You may recall Joel Kuhnel from his days with the Cincinnati Reds. Big guy, he is – listed at 6’5” and 290 lbs. He was an 11th round pick out of the University of Texas-Arlington, threw a heavy heater, and made it into 14 games with the Reds in 2019-2020 before injuries shut him down for most of 2021.
He was a big part of the 2022 Reds bullpen most of the entire year, though, getting into 53 games, pitching 58.0 IP, and even logging a save, his 6.36 ERA wholly different than the 3.96 FIP he posted,
as he did own a pretty impressive 56/14 K/BB in his time. With similarly frustrating surface stats during the start of the 2023 season and a dwindling ability to be jockeyed back and forth between Cincinnati and AAA Louisville, Kuhnel was designated for assignment and eventually traded to the Houston Astros for cash.
Since then, he has bounced like a basketball that rolled down the driveway. He’s been with Houston, Tampa, and eventually with the Athletics, the latter of whom traded him to the Milwaukee Brewers after the A’s, too, had DFA’d him late last week.
What’s interesting about any of this, you ask? Well, the Brewers – who have a pitching lab that has turned just about anyone into superstars – seem to have known exactly what to do when they got their hands on Kuhnel. Here’s a quick glimpse at what his stuff looked like with the A’s vs. what it looked like in his first appearance on the mound for Milwaukee:
So, in the matter of two days, he went from throwing his fastball at 94 mph to touching a hundred (with a 99.5 mph average overall).

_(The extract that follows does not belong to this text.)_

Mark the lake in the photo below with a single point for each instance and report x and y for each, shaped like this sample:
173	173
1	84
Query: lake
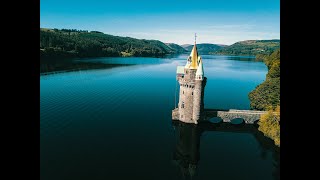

That’s even significantly higher than the 96.4 mph he averaged during his first call-up with Cincinnati in 2019 as a young buck.
That a team uncovered something like this is pretty miraculous at the macro level, and insanely frustrating on the micro level for the Reds. Not only is he their former arm, he’s now doing this within the division while their own bullpen is a raging conflagration that has already derailed their entire season.
For the Brewers, though, he’s just their latest success story even if this doesn’t pan out with Kuhnel being a perennial All Star. That they can clearly identify these kinds of inefficiencies right under the noses of the rest of the sport – particularly within the NL Central – is a pretty damning indictment of the clubs trying to chase them down.
The Reds, who are already 10.5 games back of the 41-23 Brewers, will face Milwaukee seven times between now and July 2nd.